Ukrainian farmers will need a long-term funding after the war
Dutchman Kees Huizinga has been running a farm in the Cherkasy region for 20 years. After the war’s outbreak, he continued to run a 15 000 hectare farm and became the voice of Ukrainian farmers in Europe.
“After two weeks in discussion with Ukrainian agrarian council they told me – please, go to the Netherlands. If there is no electricity or internet, we wouldn’t be able to communicate with people in Europe. So please go, talk to the media, talk to politicians, talk to other people,” he recalls.
Huizinga tells the world about the importance of Ukraine for food security. “Now they are beginning to understand because they feel this.
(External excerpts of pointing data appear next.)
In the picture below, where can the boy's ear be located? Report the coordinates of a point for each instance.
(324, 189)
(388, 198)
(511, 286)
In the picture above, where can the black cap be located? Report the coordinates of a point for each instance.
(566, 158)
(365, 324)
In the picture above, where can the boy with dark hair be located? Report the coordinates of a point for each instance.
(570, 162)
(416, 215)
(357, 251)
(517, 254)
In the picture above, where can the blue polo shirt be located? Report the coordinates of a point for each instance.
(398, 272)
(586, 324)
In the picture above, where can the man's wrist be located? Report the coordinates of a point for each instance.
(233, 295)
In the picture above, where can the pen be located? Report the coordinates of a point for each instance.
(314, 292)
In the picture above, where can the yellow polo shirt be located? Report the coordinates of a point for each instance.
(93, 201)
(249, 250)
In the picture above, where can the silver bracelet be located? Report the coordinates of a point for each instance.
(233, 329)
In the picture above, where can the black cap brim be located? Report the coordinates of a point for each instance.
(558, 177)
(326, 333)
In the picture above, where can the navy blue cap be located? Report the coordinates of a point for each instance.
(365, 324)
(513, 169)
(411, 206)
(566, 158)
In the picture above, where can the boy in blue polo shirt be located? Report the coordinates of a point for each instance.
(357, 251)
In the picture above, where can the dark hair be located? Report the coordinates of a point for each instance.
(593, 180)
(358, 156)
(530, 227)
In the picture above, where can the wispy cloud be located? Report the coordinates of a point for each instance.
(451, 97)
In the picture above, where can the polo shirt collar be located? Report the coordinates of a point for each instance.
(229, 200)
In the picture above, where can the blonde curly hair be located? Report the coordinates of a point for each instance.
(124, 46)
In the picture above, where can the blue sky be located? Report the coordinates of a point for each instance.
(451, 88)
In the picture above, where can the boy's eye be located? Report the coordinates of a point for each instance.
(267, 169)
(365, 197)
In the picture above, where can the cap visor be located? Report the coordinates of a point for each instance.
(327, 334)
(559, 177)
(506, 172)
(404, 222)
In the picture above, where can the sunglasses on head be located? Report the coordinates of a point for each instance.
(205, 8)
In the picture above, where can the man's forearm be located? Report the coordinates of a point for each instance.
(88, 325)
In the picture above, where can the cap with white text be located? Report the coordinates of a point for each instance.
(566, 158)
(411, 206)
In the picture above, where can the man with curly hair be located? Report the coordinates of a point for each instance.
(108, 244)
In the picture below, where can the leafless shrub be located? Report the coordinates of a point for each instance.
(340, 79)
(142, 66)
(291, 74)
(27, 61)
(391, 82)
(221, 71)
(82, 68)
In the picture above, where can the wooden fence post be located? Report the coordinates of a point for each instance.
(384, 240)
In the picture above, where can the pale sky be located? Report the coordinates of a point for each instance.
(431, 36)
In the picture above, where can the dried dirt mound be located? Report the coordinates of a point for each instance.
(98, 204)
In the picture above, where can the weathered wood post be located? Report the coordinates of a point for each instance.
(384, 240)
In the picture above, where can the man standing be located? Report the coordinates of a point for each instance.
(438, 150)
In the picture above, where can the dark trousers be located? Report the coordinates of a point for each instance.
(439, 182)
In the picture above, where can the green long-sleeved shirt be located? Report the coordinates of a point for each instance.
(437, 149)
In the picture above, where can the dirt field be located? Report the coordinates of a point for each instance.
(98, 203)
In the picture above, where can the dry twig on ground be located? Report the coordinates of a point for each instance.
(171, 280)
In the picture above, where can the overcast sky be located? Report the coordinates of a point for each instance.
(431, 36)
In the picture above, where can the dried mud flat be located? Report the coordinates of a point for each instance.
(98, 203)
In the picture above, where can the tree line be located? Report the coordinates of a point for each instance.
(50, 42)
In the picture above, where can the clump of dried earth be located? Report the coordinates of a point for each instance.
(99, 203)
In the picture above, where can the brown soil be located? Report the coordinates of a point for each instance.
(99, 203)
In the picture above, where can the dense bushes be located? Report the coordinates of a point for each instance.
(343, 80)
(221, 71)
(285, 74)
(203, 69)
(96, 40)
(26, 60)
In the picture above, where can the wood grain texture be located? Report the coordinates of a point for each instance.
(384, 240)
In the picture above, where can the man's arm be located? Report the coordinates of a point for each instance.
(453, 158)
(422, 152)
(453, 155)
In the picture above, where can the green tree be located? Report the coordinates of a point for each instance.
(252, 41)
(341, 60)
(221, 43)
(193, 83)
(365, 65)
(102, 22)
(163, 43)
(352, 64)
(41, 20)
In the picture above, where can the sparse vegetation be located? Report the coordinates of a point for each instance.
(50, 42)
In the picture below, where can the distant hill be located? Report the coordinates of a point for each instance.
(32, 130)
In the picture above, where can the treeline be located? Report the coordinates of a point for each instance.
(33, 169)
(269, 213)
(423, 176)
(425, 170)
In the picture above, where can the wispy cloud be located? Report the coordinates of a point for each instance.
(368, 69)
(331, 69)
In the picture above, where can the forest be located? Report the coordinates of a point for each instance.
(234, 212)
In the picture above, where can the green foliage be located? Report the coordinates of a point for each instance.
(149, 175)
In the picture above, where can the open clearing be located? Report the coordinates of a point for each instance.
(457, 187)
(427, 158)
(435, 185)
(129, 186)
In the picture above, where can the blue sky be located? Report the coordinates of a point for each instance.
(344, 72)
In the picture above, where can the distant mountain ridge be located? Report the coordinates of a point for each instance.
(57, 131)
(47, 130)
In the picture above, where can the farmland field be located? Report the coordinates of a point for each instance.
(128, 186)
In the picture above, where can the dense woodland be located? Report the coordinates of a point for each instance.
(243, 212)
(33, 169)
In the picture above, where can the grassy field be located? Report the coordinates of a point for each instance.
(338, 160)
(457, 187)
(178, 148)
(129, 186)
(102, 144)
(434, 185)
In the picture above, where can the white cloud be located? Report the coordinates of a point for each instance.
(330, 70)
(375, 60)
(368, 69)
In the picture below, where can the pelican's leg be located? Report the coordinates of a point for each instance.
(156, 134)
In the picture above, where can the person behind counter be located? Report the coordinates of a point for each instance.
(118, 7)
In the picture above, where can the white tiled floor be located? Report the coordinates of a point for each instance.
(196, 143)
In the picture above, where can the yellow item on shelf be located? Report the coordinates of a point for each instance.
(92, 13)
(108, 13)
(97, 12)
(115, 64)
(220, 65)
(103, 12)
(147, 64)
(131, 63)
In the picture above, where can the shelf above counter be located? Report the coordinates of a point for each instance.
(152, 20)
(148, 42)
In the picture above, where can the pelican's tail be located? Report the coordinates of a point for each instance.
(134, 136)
Prices have skyrocketed, there is no sunflower oil, it has become 3-4-5-6 times more expensive. They see much more hunger in Africa.”
Huizinga’s farm is located in a relatively peaceful region, so it continues to work and develop despite the war in the country. The farm in the Cherkasy Region has 2,000 dairy cows and 450 breeding sows. A new cowshed and a road are being built there now.
However, about 25 employees of the farm went to the front. “Some of the others work as local guards. Our farm, as well as most farms in local villages, prepare food and send it to the Ukrainian army and to Kyiv,” Huizinga says.
Kees Huizinga emphasizes the importance of supporting Ukrainian farmers. “After the war, I really hope that Europe, the US, Canada, and other countries will provide long-term funding to Ukrainian farmers. In such a way, we will definitely be able to invest in value-added products,” says the head of the farm.